Naming a restaurant Temple implies a certain confidence in one‘s ability to provide tranquillity. Playing against type, by situating the restaurant in an old Googie diner, appeals to the L.A. pop preference for anything-goes transcendence. But Korean food with “Brazilian overtones”? That might be taking a bigger bite than can be properly chewed.

The building, the former Beverly Hills Cafe on La Cienega Boulevard, has been stripped of its cartoon contours and decorated in cool, minimalist grays and blacks, with lighting fixtures that resemble gently undulating sea vegetables. The front bar, with floor-to-ceiling windows and artfully placed orchids, provides its young habitues with a pretty place to drink apple martinis and wait for a table.

And wait they must on a Saturday night, as Temple appears to be a destination restaurant for dining scenesters. While the aesthetics are soothing, the dynamics are vigorous, with waiters bustling between tables snug up against one another, and patrons running the gauntlet from bar to dining room to patio.

“Haven’t you been given menus?” asked our maitre d‘, 10 minutes after we’d been seated. Once this was righted, we were immediately brought a long, narrow tray holding tiny dishes of vegetables: lightly sweet-and-sour ruffles of daikon; throat-searing kimchi; bean sprouts tossed simply with vinegar and sesame oil.

The starters looked so good, we ordered with abandon. The spicy calamari salad was a mound of lime-bright baby greens tossed with a ginger vinaigrette and topped with very crisp fried O‘s of calamari, slivers of sauteed Japanese eggplant and fried rice sticks. Pumpkin and kabocha squash soup was plush and honey-sweet, made buttery with a scattering of crushed pine nuts. The crab cakes were marvelous, the flaky interiors sharpened with kimchi, and topped with a frazzle of fried beet. Rock-shrimp dumplings were less successful, the dough stiff, the shrimp bland, but the soy-steeped seaweed salad alongside was fresh, peppery and bright.

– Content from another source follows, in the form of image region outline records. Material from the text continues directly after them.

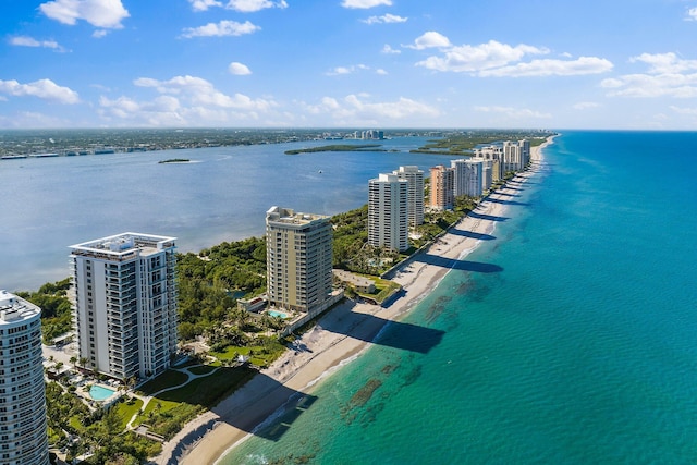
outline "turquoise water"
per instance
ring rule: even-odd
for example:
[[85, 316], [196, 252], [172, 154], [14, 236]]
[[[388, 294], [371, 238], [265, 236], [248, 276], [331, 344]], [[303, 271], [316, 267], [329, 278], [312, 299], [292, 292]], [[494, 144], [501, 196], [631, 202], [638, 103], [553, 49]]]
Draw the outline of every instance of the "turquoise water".
[[93, 384], [91, 388], [89, 388], [89, 396], [95, 401], [106, 401], [111, 397], [114, 392], [117, 391], [99, 384]]
[[565, 132], [467, 257], [501, 271], [453, 270], [405, 319], [437, 345], [392, 325], [221, 462], [697, 463], [696, 144]]
[[[70, 245], [124, 231], [174, 236], [180, 252], [198, 252], [262, 235], [273, 205], [322, 215], [358, 208], [378, 173], [449, 160], [408, 151], [427, 140], [381, 140], [390, 151], [380, 152], [284, 154], [327, 145], [319, 140], [2, 160], [2, 192], [12, 195], [0, 195], [11, 225], [0, 233], [0, 289], [62, 280]], [[193, 162], [158, 163], [169, 158]]]

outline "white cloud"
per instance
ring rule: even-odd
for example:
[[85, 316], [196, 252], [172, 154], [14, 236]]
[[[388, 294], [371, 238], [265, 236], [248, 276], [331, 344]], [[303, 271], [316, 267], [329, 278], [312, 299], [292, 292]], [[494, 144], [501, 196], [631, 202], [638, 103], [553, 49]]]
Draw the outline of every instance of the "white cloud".
[[343, 8], [356, 8], [356, 9], [367, 9], [374, 7], [391, 7], [392, 0], [343, 0], [341, 2]]
[[222, 7], [222, 3], [216, 0], [188, 0], [194, 11], [206, 11], [211, 7]]
[[579, 101], [578, 103], [575, 103], [573, 106], [575, 110], [586, 110], [588, 108], [598, 108], [598, 107], [600, 107], [600, 103], [597, 103], [595, 101]]
[[0, 115], [0, 127], [75, 127], [75, 122], [36, 111], [19, 111], [9, 117]]
[[316, 106], [306, 106], [310, 114], [329, 114], [337, 123], [367, 123], [403, 120], [409, 117], [433, 118], [438, 109], [426, 103], [400, 97], [396, 101], [368, 102], [369, 96], [348, 95], [341, 100], [325, 97]]
[[406, 48], [413, 48], [415, 50], [424, 50], [426, 48], [445, 48], [450, 47], [450, 40], [448, 37], [443, 36], [440, 33], [436, 33], [433, 30], [429, 30], [428, 33], [423, 34], [414, 40], [414, 45], [403, 46]]
[[80, 101], [76, 91], [69, 87], [59, 86], [51, 79], [39, 79], [28, 84], [20, 84], [16, 81], [0, 81], [0, 93], [15, 97], [34, 96], [68, 105]]
[[121, 0], [53, 0], [39, 5], [41, 13], [63, 24], [84, 20], [95, 27], [120, 29], [130, 16]]
[[689, 114], [693, 117], [697, 117], [697, 108], [681, 108], [672, 105], [669, 108], [678, 114]]
[[395, 50], [392, 47], [390, 47], [390, 45], [386, 44], [384, 47], [382, 47], [381, 52], [387, 54], [400, 54], [402, 53], [402, 50]]
[[160, 94], [181, 95], [195, 106], [211, 106], [240, 110], [268, 110], [276, 106], [272, 100], [252, 99], [243, 94], [228, 96], [200, 77], [174, 76], [169, 81], [140, 77], [133, 82], [138, 87], [154, 87]]
[[253, 34], [259, 29], [261, 29], [259, 26], [256, 26], [248, 21], [237, 23], [236, 21], [223, 20], [219, 23], [208, 23], [200, 27], [186, 27], [184, 28], [182, 37], [242, 36], [245, 34]]
[[610, 70], [612, 70], [612, 63], [603, 58], [579, 57], [576, 60], [533, 60], [528, 63], [482, 70], [479, 75], [496, 77], [578, 76], [606, 73]]
[[352, 74], [360, 70], [369, 70], [369, 69], [370, 66], [366, 66], [365, 64], [352, 64], [351, 66], [337, 66], [325, 74], [327, 76], [339, 76], [342, 74]]
[[160, 95], [151, 100], [101, 97], [98, 111], [103, 120], [122, 126], [249, 124], [259, 121], [261, 115], [272, 114], [278, 107], [271, 99], [227, 95], [208, 81], [195, 76], [174, 76], [168, 81], [140, 77], [133, 84], [152, 88]]
[[417, 66], [436, 71], [453, 71], [465, 73], [480, 73], [485, 70], [505, 66], [511, 62], [522, 60], [526, 54], [546, 54], [549, 50], [528, 45], [512, 47], [497, 40], [477, 46], [463, 45], [451, 47], [442, 56], [429, 57], [416, 63]]
[[278, 3], [269, 0], [230, 0], [225, 5], [225, 9], [241, 13], [253, 13], [266, 8], [288, 8], [288, 3], [285, 3], [285, 0]]
[[625, 74], [603, 79], [600, 86], [611, 97], [697, 97], [697, 60], [684, 60], [675, 53], [643, 53], [629, 60], [649, 65], [646, 73]]
[[382, 23], [406, 23], [408, 17], [398, 16], [395, 14], [383, 14], [382, 16], [370, 16], [367, 20], [360, 20], [366, 24], [382, 24]]
[[682, 73], [683, 71], [697, 70], [697, 60], [683, 60], [673, 52], [641, 53], [629, 59], [631, 63], [636, 63], [637, 61], [649, 64], [649, 73]]
[[37, 40], [29, 36], [16, 36], [10, 39], [10, 45], [19, 47], [44, 47], [50, 48], [56, 51], [63, 52], [65, 49], [61, 47], [56, 40]]
[[252, 70], [246, 64], [239, 63], [233, 61], [228, 65], [228, 71], [230, 74], [235, 74], [237, 76], [246, 76], [247, 74], [252, 74]]
[[540, 113], [539, 111], [529, 110], [526, 108], [514, 108], [514, 107], [497, 107], [497, 106], [475, 107], [475, 111], [480, 111], [482, 113], [500, 113], [515, 120], [528, 119], [528, 118], [536, 118], [536, 119], [552, 118], [552, 115], [549, 113]]
[[194, 11], [207, 11], [212, 7], [234, 10], [241, 13], [254, 13], [267, 8], [288, 8], [285, 0], [272, 2], [270, 0], [229, 0], [223, 3], [218, 0], [188, 0]]

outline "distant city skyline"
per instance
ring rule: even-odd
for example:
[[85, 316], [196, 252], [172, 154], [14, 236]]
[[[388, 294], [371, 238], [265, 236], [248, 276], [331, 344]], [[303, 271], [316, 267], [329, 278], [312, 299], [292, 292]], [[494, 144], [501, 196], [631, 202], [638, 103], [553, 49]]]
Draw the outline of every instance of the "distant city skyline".
[[693, 130], [697, 0], [49, 0], [0, 17], [0, 130]]

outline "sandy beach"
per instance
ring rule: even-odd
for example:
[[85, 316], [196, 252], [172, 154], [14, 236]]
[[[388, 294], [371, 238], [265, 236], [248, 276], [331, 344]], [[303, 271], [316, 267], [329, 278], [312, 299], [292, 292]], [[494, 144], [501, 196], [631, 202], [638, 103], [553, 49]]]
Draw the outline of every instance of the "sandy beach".
[[[541, 150], [550, 143], [551, 138], [531, 148], [530, 170], [517, 174], [506, 187], [484, 200], [474, 215], [400, 267], [393, 278], [404, 289], [400, 298], [388, 307], [346, 299], [296, 342], [296, 351], [288, 351], [213, 409], [188, 423], [163, 444], [162, 453], [151, 463], [212, 464], [253, 435], [254, 429], [282, 408], [289, 399], [311, 394], [318, 381], [369, 347], [386, 323], [399, 320], [428, 295], [456, 260], [477, 247], [480, 242], [477, 234], [492, 233], [497, 217], [504, 216], [509, 195], [538, 171]], [[467, 234], [462, 234], [463, 231]], [[424, 260], [425, 255], [430, 259]]]

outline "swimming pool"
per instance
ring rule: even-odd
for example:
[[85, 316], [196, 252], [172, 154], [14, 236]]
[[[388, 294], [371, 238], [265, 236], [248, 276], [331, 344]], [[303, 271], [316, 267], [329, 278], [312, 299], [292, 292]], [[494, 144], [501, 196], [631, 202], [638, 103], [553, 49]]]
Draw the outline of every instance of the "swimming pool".
[[89, 388], [89, 396], [95, 401], [106, 401], [111, 397], [114, 392], [117, 391], [99, 384], [93, 384], [93, 387]]

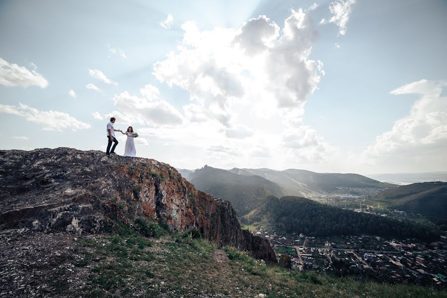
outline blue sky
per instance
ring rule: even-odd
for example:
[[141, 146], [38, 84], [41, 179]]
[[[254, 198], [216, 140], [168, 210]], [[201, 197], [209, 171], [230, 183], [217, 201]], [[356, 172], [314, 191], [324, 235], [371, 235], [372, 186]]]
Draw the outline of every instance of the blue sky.
[[1, 1], [0, 148], [103, 150], [113, 115], [138, 156], [178, 167], [446, 170], [446, 16], [436, 0]]

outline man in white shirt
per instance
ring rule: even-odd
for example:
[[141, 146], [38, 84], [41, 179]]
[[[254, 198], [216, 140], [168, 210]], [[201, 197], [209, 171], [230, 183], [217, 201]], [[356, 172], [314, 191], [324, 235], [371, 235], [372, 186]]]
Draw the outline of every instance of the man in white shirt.
[[[115, 119], [113, 117], [110, 118], [110, 122], [107, 123], [107, 140], [109, 142], [107, 144], [107, 149], [106, 150], [106, 154], [110, 155], [112, 154], [116, 154], [115, 152], [115, 148], [118, 145], [118, 140], [115, 137], [115, 132], [120, 132], [121, 130], [115, 129], [113, 127], [113, 124], [115, 123]], [[110, 147], [112, 146], [112, 142], [114, 143], [113, 147], [112, 147], [112, 150], [110, 150]]]

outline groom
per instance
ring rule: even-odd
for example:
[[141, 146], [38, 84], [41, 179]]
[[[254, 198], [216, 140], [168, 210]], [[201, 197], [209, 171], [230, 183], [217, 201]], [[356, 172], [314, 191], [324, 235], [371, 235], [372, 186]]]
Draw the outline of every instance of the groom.
[[[107, 140], [109, 142], [107, 144], [107, 149], [106, 150], [106, 154], [109, 155], [110, 153], [116, 154], [115, 152], [115, 148], [118, 145], [118, 140], [115, 137], [115, 132], [121, 131], [119, 129], [115, 129], [113, 127], [113, 124], [115, 123], [116, 119], [114, 117], [110, 118], [110, 122], [107, 123]], [[114, 143], [113, 147], [112, 147], [112, 150], [110, 150], [110, 146], [112, 146], [112, 142]]]

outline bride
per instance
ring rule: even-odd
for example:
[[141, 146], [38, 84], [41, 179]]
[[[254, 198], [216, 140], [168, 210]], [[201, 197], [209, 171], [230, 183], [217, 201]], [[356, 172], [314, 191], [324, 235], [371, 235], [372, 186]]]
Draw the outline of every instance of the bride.
[[129, 126], [127, 132], [121, 132], [121, 133], [127, 136], [126, 145], [124, 146], [124, 156], [135, 157], [137, 155], [137, 150], [135, 149], [135, 142], [134, 141], [134, 129], [132, 126]]

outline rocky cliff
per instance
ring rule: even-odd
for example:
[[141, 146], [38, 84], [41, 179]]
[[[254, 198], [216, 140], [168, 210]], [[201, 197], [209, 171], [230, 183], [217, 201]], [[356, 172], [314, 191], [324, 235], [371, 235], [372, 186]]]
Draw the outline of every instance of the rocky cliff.
[[169, 164], [64, 148], [0, 150], [0, 230], [98, 233], [140, 218], [277, 262], [267, 240], [240, 228], [229, 202]]

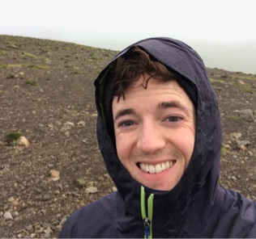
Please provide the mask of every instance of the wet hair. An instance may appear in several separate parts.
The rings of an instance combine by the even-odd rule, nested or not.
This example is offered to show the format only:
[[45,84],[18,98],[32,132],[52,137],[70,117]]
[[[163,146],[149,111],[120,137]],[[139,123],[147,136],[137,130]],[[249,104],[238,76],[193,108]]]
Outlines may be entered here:
[[[146,77],[147,75],[147,77]],[[125,99],[126,89],[143,76],[141,86],[147,89],[148,81],[164,83],[170,81],[178,82],[177,77],[168,70],[164,65],[159,62],[139,47],[134,47],[124,57],[117,58],[114,69],[113,95]]]
[[130,48],[124,55],[117,58],[113,70],[108,75],[109,84],[104,90],[104,108],[109,133],[115,141],[112,113],[112,101],[126,98],[126,90],[143,76],[141,86],[147,89],[148,82],[156,83],[176,82],[188,94],[194,108],[197,106],[195,86],[185,77],[175,70],[167,68],[163,63],[139,47]]

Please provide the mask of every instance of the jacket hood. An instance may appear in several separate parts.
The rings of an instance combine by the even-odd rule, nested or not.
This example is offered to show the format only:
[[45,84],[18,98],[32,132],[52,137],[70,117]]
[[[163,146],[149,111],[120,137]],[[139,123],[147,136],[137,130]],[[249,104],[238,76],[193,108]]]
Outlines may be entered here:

We had yet to detect any Brazilian influence, and didn’t get it with the entrees. Beef sam bap was strips of sirloin, a little gray, meant to be draped over small balls of sticky rice, swiped with garlicky Korean miso sauce and eaten wrapped in butter-lettuce leaves. While the presentation was pretty, none of the parts evinced much flavor, making for a wan and rather messy whole. Braised short ribs were a triumph, meaty and full of flavor, swimming in a luxuriously thick goo of red dates and soy that had so thoroughly saturated disks of daikon and chestnuts that they were stained dark and tasted like sugar beets. Korean kimchi stew was a big bowl of bright-orange, chile-infused, very salty broth, bobbing with rather large, thin slices of pork, soft tofu and kimchi.

With the exception of the beef sam bap, the flavor of every dish was intense; perhaps too intense. There was nothing subtle about this food; it was either sweet or hot or salty or a combination of all three, and I drank every liquid on the table by the time we were delivered complimentary shot glasses of sweet “cinnamon water.” And yet, as we polished off a banana spring roll, deep-fried and served with a sugary coconut ganache, we realized that the 45 minutes we thought we‘d spent on dinner was actually two hours, and that time had passed agreeably. We were further heartened — perhaps shocked is a better word — to see that, while we’d dined like Lucullus, we‘d spent a mere $90, for three.

My friend asked if I’d return for dinner; I told her I thought not, though Temple was so pretty, it might be a nice place to meet for lunch. As if divining my thoughts, Temple recently opened for the midday meal. And while I can‘t say it delivers on the promise of its name, it may be serving up exactly what its up-to-the-minute clientele is looking for: food that packs a pow, if not authentic power.